Mientras miraba fijamente a mis ojos, desenvainó la katana y me amenazó con cortarme la mía, trofeo que se llevaría y mostraría luego a su mujer, supongo.

No recuerdo si mi lectura de cabecera, a propósito, por esos días era Mishima, Oe o Murakami. Le pedí, desesperado, perdón, sin embargo me ignoró. Sólo me dijo tú insultar mi esposa, tú insultar mi esposa. Luego comenzó a frasear un lenguaje que jamás entendí y que complementó con una extraña danza, ridícula, por cierto.

Me encandiló el destello del sable en mis retinas.

Comencé a gritar de manera estentórea. Quise ponerme de pie, pero recordé que estaba postrado en cama y que cualquier movimiento sería en vano. Me replegué, entonces, en la cabecera, le pedí perdón por segunda vez y, le supliqué a grito pelado, que tuviera piedad de mí.

Primera vez que hacía uso de esa palabra, por lo menos a mi favor. Él insistió: Tú insultar mi esposa, tú insultar mi esposa.

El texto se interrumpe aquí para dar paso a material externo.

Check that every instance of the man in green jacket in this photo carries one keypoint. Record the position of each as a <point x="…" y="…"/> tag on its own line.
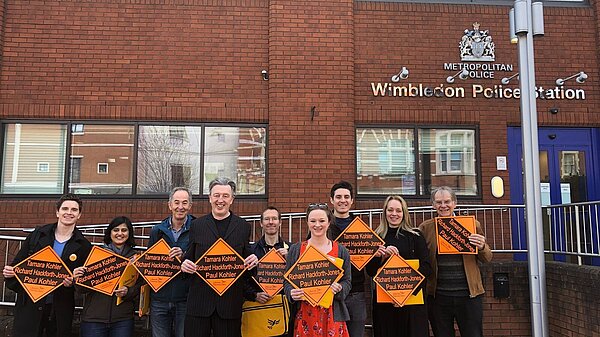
<point x="455" y="287"/>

De inmediato hizo unas fintas propias de la danza nipona que he visto en algunas películas de Kurosawa. Me mostró su sable, sonriente y casi con ternura. Interpretó, luego, unos cánticos extrañísimos. Se acercó a mí. Estuvo a una distancia prudente como para cortar mi cabeza y luego marcharse, cumpliendo con el trámite.

Cerré mis ojos. Apreté fuertemente los párpados. Quise dejar mi mente en blanco. Me sentí, finalmente, calmo y en armonía.

Deseé que esta pesadilla real sólo fuera un dulce sueño, un peligroso sueño del que se pudiera, ojalá, despertar.